Description
Although better known for his architectural photographs of Paris, Marville also produced magical landscapes like this image. Carefully composed, the asymmetrical composition presents a picturesque scene of a waterfall flowing from a mound of boulders in the Bois de Boulogne, a forest annexed as a Parisian city park in 1852. The sunlight filtering through the foliage creates a remarkable range of tonal and textural detail, along with lively abstract patterns of light and shadow. Trained as a painter, lithographer, and engraver, Marville took up photography around 1850. He was named official photographer of Paris in 1862 and documented the buildings and neighborhoods ultimately destroyed when the boulevards and open spaces of modern Paris were built in the late 19th century.
Charles Marville
Charles Marville French, 1816-c. 1879
At the invitation of the city of Paris, photographer Charles Marville was among the first to document the ancient quarters of his birthplace. His views, taken in the late 1850s, were intended to record the many buildings and neighborhoods ultimately destroyed by Baron Georges-Eugène Haussmann's urban planning project that would create the boulevards and open spaces of modern Paris. While Marville's survey of the city, extensive and thorough in scope, prefigured other important efforts of its kind, it is distinguished by its emotional accessibility. His work beautifully reveals a Paris that has long disappeared.
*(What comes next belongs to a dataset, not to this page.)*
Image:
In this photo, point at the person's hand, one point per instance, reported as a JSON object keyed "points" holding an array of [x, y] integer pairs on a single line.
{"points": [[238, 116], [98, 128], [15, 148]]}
Originally trained as a painter and illustrator, Marville worked with both calotype and glass plate negatives. He photographed in France, Italy, Germany, and Algeria, becoming most well known for his architectural imagery but also producing acclaimed landscapes and studies of trees. Many of Marville's early views, often considered his best, were included in the albums of Louis-Désiré Blanquart-Évrard before the printer's establishment in Lille closed in 1855. Named official photographer of Paris in 1862, Marville also served as photographer to the Imperial Museum of the Louvre and to King Vittorio Emmanuelle of Italy. T.W.F.